IMO 2006 Shortlisted Problems

Let $g(n)=nf(n)$ for $n\ge 1$ and $g(0)=0$. We note that, for $k=1,\dots ,n$, $$\lfloor \frac{n}{k}\rfloor -\lfloor \frac{n-1}{k}\rfloor =0$$ if $k$ is not a divisor of $n$ and $$\lfloor \frac{n}{k}\rfloor -\lfloor \frac{n-1}{k}\rfloor =1$$ if $k$ divides $n$. It therefore follows that if $d(n)$ is the number of positive divisors of $n\ge 1$ then $$\begin{array}{rl}g(n)& =\lfloor \frac{n}{1}\rfloor +\lfloor \frac{n}{2}\rfloor +\cdots +\lfloor \frac{n}{n-1}\rfloor +\lfloor \frac{n}{n}\rfloor \\ & =\lfloor \frac{n-1}{1}\rfloor +\lfloor \frac{n-1}{2}\rfloor +\cdots +\lfloor \frac{n-1}{n-1}\rfloor +\lfloor \frac{n-1}{n}\rfloor +d(n)\\ & =g(n-1)+d(n)\end{array}$$ Hence $$g(n)=g(n-1)+d(n)=g(n-2)+d(n-1)+d(n)=\cdots =d(1)+d(2)+\cdots +d(n)$$ meaning that $$f(n)=\frac{d(1)+d(2)+\cdots +d(n)}{n}.$$ In other words, $f(n)$ is equal to the arithmetic mean of $d(1),d(2),\dots ,d(n)$. In order to prove the claims, it is therefore sufficient to show that $d(n+1)>f(n)$ and $d(n+1)<f(n)$ both hold infinitely often.

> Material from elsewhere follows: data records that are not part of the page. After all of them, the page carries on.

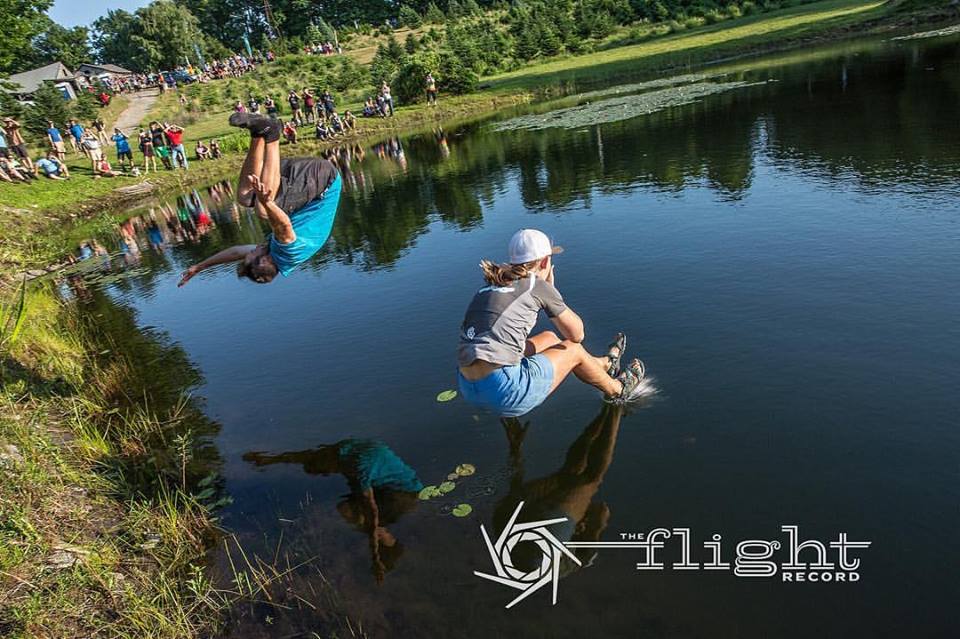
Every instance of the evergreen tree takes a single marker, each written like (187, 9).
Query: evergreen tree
(433, 14)
(409, 17)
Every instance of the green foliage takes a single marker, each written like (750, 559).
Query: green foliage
(48, 105)
(455, 77)
(160, 35)
(434, 15)
(409, 17)
(20, 22)
(411, 44)
(408, 84)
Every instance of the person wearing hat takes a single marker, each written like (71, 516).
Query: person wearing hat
(505, 369)
(16, 143)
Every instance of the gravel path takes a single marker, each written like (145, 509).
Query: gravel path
(140, 104)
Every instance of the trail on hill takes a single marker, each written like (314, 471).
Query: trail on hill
(138, 108)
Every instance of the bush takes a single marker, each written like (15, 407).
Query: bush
(454, 77)
(409, 17)
(409, 83)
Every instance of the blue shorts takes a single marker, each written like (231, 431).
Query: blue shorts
(511, 391)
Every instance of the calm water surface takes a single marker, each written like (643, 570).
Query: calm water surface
(785, 259)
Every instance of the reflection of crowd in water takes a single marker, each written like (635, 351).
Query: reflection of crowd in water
(192, 215)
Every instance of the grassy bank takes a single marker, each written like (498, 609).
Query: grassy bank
(102, 524)
(27, 212)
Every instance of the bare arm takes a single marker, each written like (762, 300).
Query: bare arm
(232, 254)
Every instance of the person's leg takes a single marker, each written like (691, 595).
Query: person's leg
(541, 342)
(252, 165)
(270, 172)
(570, 357)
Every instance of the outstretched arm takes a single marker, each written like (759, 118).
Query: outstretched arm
(232, 254)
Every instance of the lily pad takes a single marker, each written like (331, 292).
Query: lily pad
(446, 487)
(461, 510)
(446, 395)
(429, 492)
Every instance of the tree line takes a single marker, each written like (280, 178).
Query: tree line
(500, 33)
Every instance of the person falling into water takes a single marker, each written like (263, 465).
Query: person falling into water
(382, 488)
(297, 196)
(504, 369)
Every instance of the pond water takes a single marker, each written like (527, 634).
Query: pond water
(783, 255)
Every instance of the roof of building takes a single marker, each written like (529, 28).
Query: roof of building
(112, 68)
(30, 81)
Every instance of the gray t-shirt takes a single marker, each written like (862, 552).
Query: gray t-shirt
(500, 318)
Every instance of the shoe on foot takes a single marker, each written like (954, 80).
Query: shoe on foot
(260, 126)
(615, 351)
(632, 380)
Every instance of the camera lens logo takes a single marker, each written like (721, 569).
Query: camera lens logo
(551, 548)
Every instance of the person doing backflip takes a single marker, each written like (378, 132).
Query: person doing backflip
(297, 196)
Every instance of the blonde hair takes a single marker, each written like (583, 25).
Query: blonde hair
(503, 274)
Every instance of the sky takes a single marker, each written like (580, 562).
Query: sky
(71, 13)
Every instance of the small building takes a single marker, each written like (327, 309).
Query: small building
(102, 72)
(26, 83)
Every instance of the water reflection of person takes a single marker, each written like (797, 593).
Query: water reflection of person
(382, 489)
(569, 492)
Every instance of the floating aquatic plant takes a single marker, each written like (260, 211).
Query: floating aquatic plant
(619, 108)
(446, 395)
(461, 510)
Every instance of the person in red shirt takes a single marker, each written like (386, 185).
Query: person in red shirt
(174, 135)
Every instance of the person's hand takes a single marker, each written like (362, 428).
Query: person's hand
(264, 195)
(187, 275)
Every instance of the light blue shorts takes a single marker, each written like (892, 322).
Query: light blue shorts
(511, 391)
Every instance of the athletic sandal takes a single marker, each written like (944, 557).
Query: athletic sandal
(260, 126)
(620, 343)
(633, 386)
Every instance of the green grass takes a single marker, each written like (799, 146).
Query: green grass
(62, 495)
(698, 46)
(630, 51)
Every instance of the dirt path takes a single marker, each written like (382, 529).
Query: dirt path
(140, 104)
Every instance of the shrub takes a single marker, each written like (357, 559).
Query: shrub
(454, 77)
(409, 82)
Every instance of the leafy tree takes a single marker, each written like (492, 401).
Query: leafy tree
(160, 35)
(409, 17)
(20, 21)
(48, 104)
(56, 44)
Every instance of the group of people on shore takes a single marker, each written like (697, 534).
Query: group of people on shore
(305, 108)
(161, 140)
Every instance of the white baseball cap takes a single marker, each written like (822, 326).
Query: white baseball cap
(528, 245)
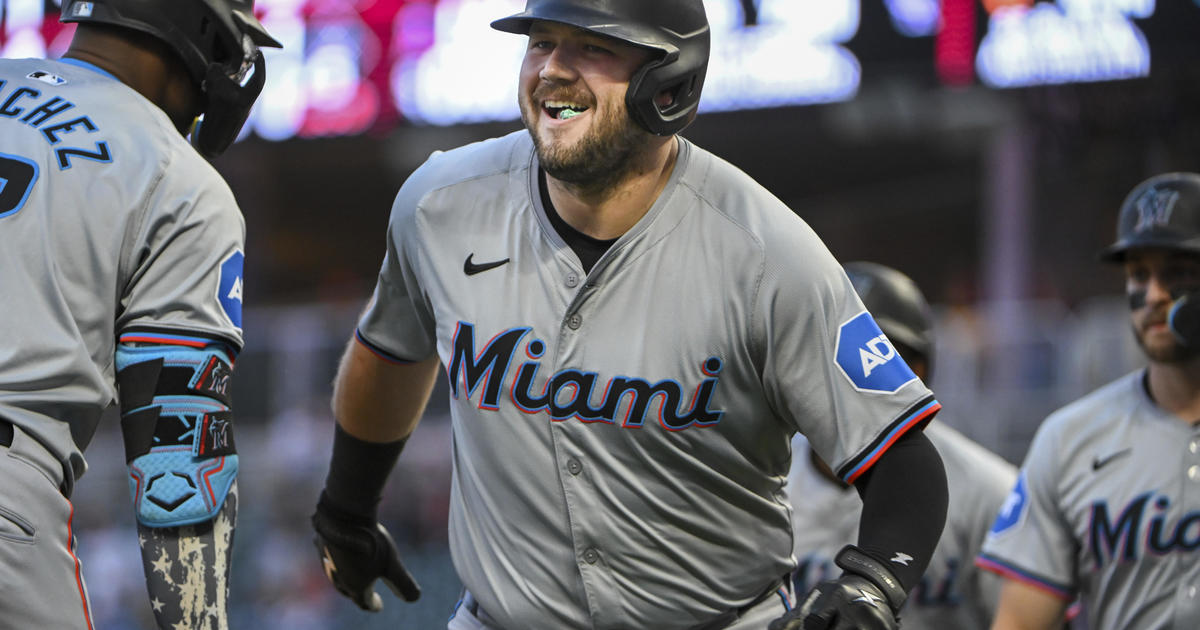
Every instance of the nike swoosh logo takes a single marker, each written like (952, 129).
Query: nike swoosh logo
(1101, 462)
(471, 268)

We note that $d(1)=1$. For $n>1,d(n)\ge 2$ holds, with equality if and only if $n$ is prime. Since $f(6)=7/3>2$, it follows that $f(n)>2$ holds for all $n\ge 6$.

Since there are infinitely many primes, $d(n+1)=2$ holds for infinitely many values of $n$, and for each such $n\ge 6$ we have $d(n+1)=2<f(n)$. This proves claim (b).

To prove (a), notice that the sequence $d(1),d(2),d(3),\dots$ is unbounded (e. g. $d\left(2^k\right)=k+1$ for all $k$ ). Hence $d(n+1)>\max \{d(1),d(2),\dots ,d(n)\}$ for infinitely many $n$. For all such $n$, we have $d(n+1)>f(n)$. This completes the solution.